C’est une décision du ministre de la santé publique qui vient sonner le glas du débat autour de l’usage de ces produits pour blanchiment volontaire de la peau.
Des produits principalement utilisés hors de leur cadre thérapeuthique pour inhiber la mélanine protectrice que l’on retrouve chez les peaux noires et foncées.
Ce 19 Août 2022, Manaouda Malachie a signé une note «portant interdiction d’importation, de fabrication et de distribution de certaines substances entrant dans la composition des produits cosmétiques».
Il s’agit de «l’hydroquinone et ses dérivés, le mercure et ses dérivés, les corticoïdes… également soumis au même régime de l’interdit les mélanges avec des produits énumérés … dans les produits cosmétiques». La distribution des produits d’hygiène corporelle contenant ces substances est également interdite.
L’issue d’une bataille de longue haleine autour de la dépigmentation volontaire de la peau, sujet tabou avec ses nombreuses conséquences sur le plan sanitaire.
Les pharmacies n’échappent pas à ce vent d’assainissement.

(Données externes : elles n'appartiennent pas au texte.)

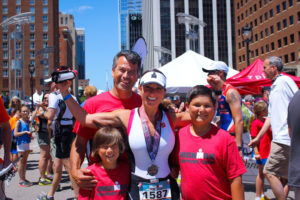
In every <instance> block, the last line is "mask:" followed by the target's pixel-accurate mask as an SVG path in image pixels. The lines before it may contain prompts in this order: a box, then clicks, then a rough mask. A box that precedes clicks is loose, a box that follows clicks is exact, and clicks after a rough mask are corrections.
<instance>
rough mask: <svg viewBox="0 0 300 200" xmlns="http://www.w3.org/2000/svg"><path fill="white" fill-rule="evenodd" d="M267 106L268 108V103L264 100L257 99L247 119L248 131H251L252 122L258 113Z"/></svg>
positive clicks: (264, 110) (258, 114)
mask: <svg viewBox="0 0 300 200" xmlns="http://www.w3.org/2000/svg"><path fill="white" fill-rule="evenodd" d="M267 108H268V105H267V104H266V103H265V102H263V101H259V102H256V103H254V105H253V112H254V114H253V115H251V117H250V120H249V125H248V131H249V133H251V125H252V122H253V121H254V120H255V119H257V118H258V117H259V115H260V114H261V113H262V112H263V111H265V110H266V109H267Z"/></svg>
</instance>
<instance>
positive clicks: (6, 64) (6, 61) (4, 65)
mask: <svg viewBox="0 0 300 200" xmlns="http://www.w3.org/2000/svg"><path fill="white" fill-rule="evenodd" d="M2 63H3V68H8V62H7V60H4V61H3V62H2Z"/></svg>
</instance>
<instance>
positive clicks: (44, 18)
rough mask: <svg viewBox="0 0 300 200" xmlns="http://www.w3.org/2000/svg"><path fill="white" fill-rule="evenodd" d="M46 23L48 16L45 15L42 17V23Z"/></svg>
mask: <svg viewBox="0 0 300 200" xmlns="http://www.w3.org/2000/svg"><path fill="white" fill-rule="evenodd" d="M47 22H48V16H47V15H43V23H47Z"/></svg>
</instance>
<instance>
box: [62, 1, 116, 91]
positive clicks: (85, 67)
mask: <svg viewBox="0 0 300 200" xmlns="http://www.w3.org/2000/svg"><path fill="white" fill-rule="evenodd" d="M59 11H60V12H62V13H66V14H72V15H73V16H74V22H75V27H76V28H84V29H85V78H86V79H90V85H94V86H96V87H97V89H98V90H99V89H101V90H106V88H107V86H106V85H107V83H108V87H109V89H111V88H112V77H111V66H112V61H113V57H114V56H115V54H116V53H117V52H118V51H119V46H118V42H119V36H118V0H59ZM106 77H107V78H106ZM106 79H108V81H106Z"/></svg>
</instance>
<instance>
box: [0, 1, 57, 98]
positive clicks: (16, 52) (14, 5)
mask: <svg viewBox="0 0 300 200" xmlns="http://www.w3.org/2000/svg"><path fill="white" fill-rule="evenodd" d="M0 11H1V12H0V21H1V26H0V49H1V50H0V91H10V96H14V95H17V96H19V97H21V98H25V97H26V96H27V97H28V96H30V95H31V91H30V81H29V79H30V74H29V69H28V66H29V64H32V65H34V66H35V73H34V74H33V85H34V89H37V90H38V91H42V90H43V89H44V88H43V84H40V83H41V80H42V79H44V78H47V77H49V75H50V74H51V72H52V71H53V68H54V67H55V66H57V65H58V31H57V30H58V0H26V1H25V0H15V1H11V0H0ZM26 12H31V13H32V14H29V15H28V17H27V18H28V19H27V21H26V20H25V21H26V23H24V24H19V25H18V24H10V25H7V24H5V23H3V22H7V21H9V20H8V19H9V18H11V17H13V16H16V15H19V14H21V13H26ZM21 15H22V14H21ZM5 20H6V21H5Z"/></svg>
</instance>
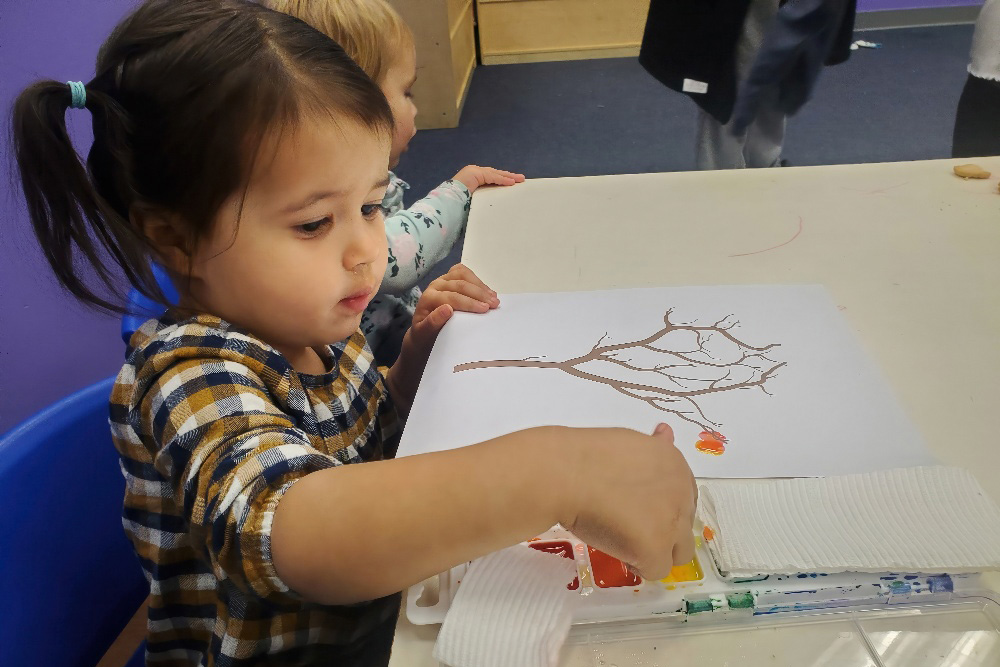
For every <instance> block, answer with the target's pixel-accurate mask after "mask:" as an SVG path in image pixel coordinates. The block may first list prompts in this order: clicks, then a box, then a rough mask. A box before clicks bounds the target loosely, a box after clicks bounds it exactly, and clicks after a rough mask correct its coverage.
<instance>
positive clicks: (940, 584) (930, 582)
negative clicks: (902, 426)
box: [927, 574, 955, 593]
mask: <svg viewBox="0 0 1000 667" xmlns="http://www.w3.org/2000/svg"><path fill="white" fill-rule="evenodd" d="M927 585H928V586H930V588H931V593H953V592H954V591H955V584H954V582H953V581H952V580H951V577H949V576H948V575H947V574H941V575H937V576H934V577H927Z"/></svg>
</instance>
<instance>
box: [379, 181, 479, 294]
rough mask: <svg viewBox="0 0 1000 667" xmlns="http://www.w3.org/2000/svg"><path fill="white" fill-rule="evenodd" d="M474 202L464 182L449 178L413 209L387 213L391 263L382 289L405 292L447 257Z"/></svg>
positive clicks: (389, 266) (464, 222) (450, 251)
mask: <svg viewBox="0 0 1000 667" xmlns="http://www.w3.org/2000/svg"><path fill="white" fill-rule="evenodd" d="M471 201H472V196H471V195H470V194H469V189H468V188H467V187H465V185H463V184H462V183H459V182H458V181H454V180H448V181H445V182H444V183H442V184H441V185H439V186H438V187H436V188H434V189H433V190H431V192H430V194H428V195H427V196H426V197H424V198H423V199H421V200H420V201H418V202H417V203H415V204H414V205H413V206H411V207H410V208H408V209H406V210H400V211H397V212H395V213H393V214H391V215H389V216H387V217H386V219H385V233H386V237H387V238H388V240H389V265H388V266H387V267H386V270H385V278H384V279H383V280H382V287H381V288H380V291H381V292H384V293H389V294H396V295H400V294H404V293H406V292H408V291H409V290H410V289H412V288H413V287H415V286H416V285H417V283H418V282H420V280H421V279H422V278H423V277H424V276H426V275H427V274H428V273H429V272H430V270H431V269H432V268H433V267H434V265H435V264H437V263H438V262H440V261H441V260H442V259H444V258H445V257H446V256H447V255H448V253H449V252H451V249H452V248H453V247H454V245H455V242H456V241H457V240H458V238H459V237H460V236H461V235H462V232H464V231H465V225H466V223H467V222H468V221H469V207H470V204H471Z"/></svg>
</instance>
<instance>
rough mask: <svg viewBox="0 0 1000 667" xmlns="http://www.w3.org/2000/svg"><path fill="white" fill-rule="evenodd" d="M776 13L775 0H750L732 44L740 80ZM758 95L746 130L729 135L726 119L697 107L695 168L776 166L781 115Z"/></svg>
mask: <svg viewBox="0 0 1000 667" xmlns="http://www.w3.org/2000/svg"><path fill="white" fill-rule="evenodd" d="M777 13H778V0H752V2H751V4H750V8H749V9H748V10H747V17H746V21H745V22H744V24H743V32H742V33H741V35H740V39H739V42H738V43H737V44H736V52H735V57H736V77H737V81H742V80H743V78H744V77H745V76H746V75H747V72H748V71H749V70H750V66H751V65H752V64H753V61H754V57H755V56H756V55H757V50H758V49H760V45H761V44H762V43H763V42H764V35H765V34H766V33H767V30H768V28H770V26H771V23H772V21H773V20H774V16H775V15H776V14H777ZM772 99H773V100H775V101H776V100H777V92H775V93H774V95H773V96H772V95H766V96H765V97H764V98H762V101H761V105H760V109H759V111H758V114H757V117H756V119H755V120H754V122H753V124H751V125H750V127H749V128H747V131H746V133H744V134H743V135H740V136H733V133H732V128H731V127H730V124H729V123H726V124H722V123H719V121H717V120H716V119H715V118H713V117H712V116H711V115H710V114H707V113H705V112H704V111H703V110H701V109H699V110H698V139H697V158H696V163H697V168H698V169H702V170H706V169H743V168H744V167H776V166H778V165H779V164H780V162H781V146H782V143H783V142H784V139H785V115H784V114H783V113H781V112H779V111H777V105H776V104H775V103H771V100H772Z"/></svg>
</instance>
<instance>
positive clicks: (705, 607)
mask: <svg viewBox="0 0 1000 667" xmlns="http://www.w3.org/2000/svg"><path fill="white" fill-rule="evenodd" d="M714 609H715V605H713V604H712V601H711V600H685V601H684V611H685V612H687V613H688V614H700V613H701V612H703V611H713V610H714Z"/></svg>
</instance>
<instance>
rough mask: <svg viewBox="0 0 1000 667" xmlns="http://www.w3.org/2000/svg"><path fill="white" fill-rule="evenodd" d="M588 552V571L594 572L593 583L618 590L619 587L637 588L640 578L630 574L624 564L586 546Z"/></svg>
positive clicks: (640, 581) (598, 551)
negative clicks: (589, 553) (589, 565)
mask: <svg viewBox="0 0 1000 667" xmlns="http://www.w3.org/2000/svg"><path fill="white" fill-rule="evenodd" d="M587 550H588V551H589V552H590V569H592V570H593V571H594V582H595V583H596V584H597V585H598V586H600V587H601V588H618V587H619V586H638V585H639V584H641V583H642V577H640V576H639V575H637V574H634V573H632V572H631V571H630V570H629V569H628V567H627V566H626V565H625V563H623V562H621V561H620V560H618V559H617V558H615V557H614V556H609V555H608V554H606V553H604V552H603V551H600V550H599V549H595V548H594V547H591V546H588V547H587Z"/></svg>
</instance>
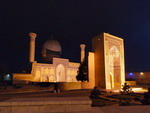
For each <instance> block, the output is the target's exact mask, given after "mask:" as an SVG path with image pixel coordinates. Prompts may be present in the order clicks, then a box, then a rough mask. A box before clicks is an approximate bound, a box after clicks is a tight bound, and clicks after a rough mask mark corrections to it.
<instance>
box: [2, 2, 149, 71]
mask: <svg viewBox="0 0 150 113" xmlns="http://www.w3.org/2000/svg"><path fill="white" fill-rule="evenodd" d="M149 5H150V1H149V0H1V1H0V53H1V54H0V64H1V65H5V66H6V67H10V70H11V71H13V72H17V71H19V70H22V69H23V68H25V67H26V65H27V63H28V50H29V47H28V46H29V37H28V33H29V32H31V31H32V32H35V33H37V34H38V37H37V40H36V60H37V61H40V59H41V46H42V44H43V43H44V42H45V41H46V40H47V39H48V38H49V37H50V36H51V34H52V35H53V37H54V38H55V39H57V40H58V41H59V42H60V44H61V46H62V50H63V51H62V57H63V58H69V59H70V60H71V61H75V62H79V59H80V48H79V44H81V43H85V44H86V45H87V49H86V50H87V51H91V50H92V48H91V38H92V37H94V36H96V35H98V34H100V33H102V32H108V33H110V34H112V35H116V36H118V37H122V38H123V39H124V40H125V63H126V71H128V72H129V71H150V44H149V42H150V33H149V29H150V7H149Z"/></svg>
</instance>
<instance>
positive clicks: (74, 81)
mask: <svg viewBox="0 0 150 113" xmlns="http://www.w3.org/2000/svg"><path fill="white" fill-rule="evenodd" d="M79 65H80V64H79V63H74V62H69V60H68V59H62V58H53V64H45V63H37V62H33V64H32V71H31V74H14V79H15V80H17V79H18V80H26V81H33V82H77V80H76V76H77V71H78V67H79Z"/></svg>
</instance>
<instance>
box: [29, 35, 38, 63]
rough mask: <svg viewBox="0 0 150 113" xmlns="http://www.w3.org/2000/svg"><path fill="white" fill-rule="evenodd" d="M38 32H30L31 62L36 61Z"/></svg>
mask: <svg viewBox="0 0 150 113" xmlns="http://www.w3.org/2000/svg"><path fill="white" fill-rule="evenodd" d="M36 36H37V34H35V33H32V32H31V33H29V37H30V51H29V62H30V63H32V62H34V56H35V38H36Z"/></svg>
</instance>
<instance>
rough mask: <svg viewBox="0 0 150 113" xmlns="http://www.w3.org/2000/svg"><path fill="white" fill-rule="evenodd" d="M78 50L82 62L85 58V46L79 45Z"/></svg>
mask: <svg viewBox="0 0 150 113" xmlns="http://www.w3.org/2000/svg"><path fill="white" fill-rule="evenodd" d="M80 48H81V62H82V61H83V60H84V58H85V44H80Z"/></svg>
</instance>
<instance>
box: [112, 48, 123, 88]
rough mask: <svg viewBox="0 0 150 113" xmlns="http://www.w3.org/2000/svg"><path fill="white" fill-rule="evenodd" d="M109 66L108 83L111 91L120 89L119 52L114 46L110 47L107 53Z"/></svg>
mask: <svg viewBox="0 0 150 113" xmlns="http://www.w3.org/2000/svg"><path fill="white" fill-rule="evenodd" d="M109 64H110V73H111V74H110V79H111V80H110V81H111V86H112V89H115V88H120V87H121V77H120V76H121V74H120V52H119V50H118V49H117V47H116V46H113V47H111V49H110V53H109Z"/></svg>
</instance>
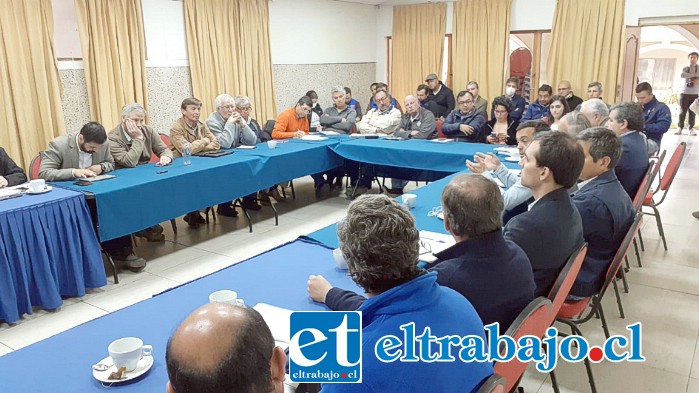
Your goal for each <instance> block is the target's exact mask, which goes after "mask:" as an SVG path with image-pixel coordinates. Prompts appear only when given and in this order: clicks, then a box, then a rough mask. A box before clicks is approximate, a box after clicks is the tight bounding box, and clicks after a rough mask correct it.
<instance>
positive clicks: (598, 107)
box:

Le délégué régional de la santé publique pour le littoral invitait le 17 août les responsables des pharmacies d’officines à présenter les documents et agréments leur donnant droit à la création et à l’exercice d’activités dans ce secteur déliquat.
Dans le même élan, les chefs de district de santé sont appelés à faire des descentes sur le terrain, dans l’optique de fermer toute officine qui vendrait de façon illicite «des médicaments, compléments alimentaires et boissons diététiques tels : Gluta Pur, Mukala (Glutathionne, collagène, vitamine C), gélules super éclaircissantes et anti cholestérol, Beta carotène 25 000 UI, boissons minceurs «dites adieu aux kilos».
42% de camerounaises se blanchissent la peau
Une question de santé publique qui inquiète. Depuis quelques semaines le ministère Camerounais de la santé publique mène une lutte acharnée contre les promoteurs des produits dépigmentants. Un combat qui mérite une attention, lorsqu’on s’attarde sur les chiffres alarmants que présente le Cameroun.
Selon l’association nationale de dermatologie, 42% de femmes camerounaises se blanchissent la peau et parmi elles 25% sont des jeunes étudiantes.
Pour la Société Camerounaise de Dermatologie (Socaderm), Douala est considérée comme la principale ville où la dépigmentation de la peau est accrue. D’après une dernière étude 27,8% des habitants de la métropole économique font recours à des produits décapants. Une étude réalisée sur un échantillonnage de 10 000 hommes et femmes âgés entre 15 ans et 50 ans.
La ville de Kumba dans le Sud-ouest du Cameroun vient en deuxième position dans l’étude. 24,1% de la population se blanchit la peau.
Yaoundé, la capitale politique du Cameroun est classée en troisième position dans cette étude avec 19,6% de la population adeptes des produits éclaircissants. Elle est suivie par la ville de Kribi dans le Sud avec 11,1% et Bangangté à l’Ouest Cameroun 10,3%.
«Les chiffres sont alarmants. Les femmes déjà dépigmentées sont atteintes de cancer, d’hypertension artérielle, de cancer de la peau, du sang, du col de l’utérus. Il est même difficile pour certaines de faire des enfants»,
déclarait la défunte Flora ZE promotrice du mouvement Black Attitude.
Depuis plusieurs années, le blanchiment de la peau est dénoncé par les journalistes et la société civile, les produits utilisés pour le faire étant des plus nocifs. D’ailleurs il y a quelques temps la députée Nourane Fosting a mis sur le marché des boissons éclaircissantes à base de Glutathion, d’Alfa Arbutine, des substances toxiques pour la santé. Elle a été sommée de stopper cette activité dangereuse ainsi que d’autres promotrices comme Carimo, Mira cosmetique, Ivalux Impérial appelées à retirer les produits blanchissants de leurs rayons.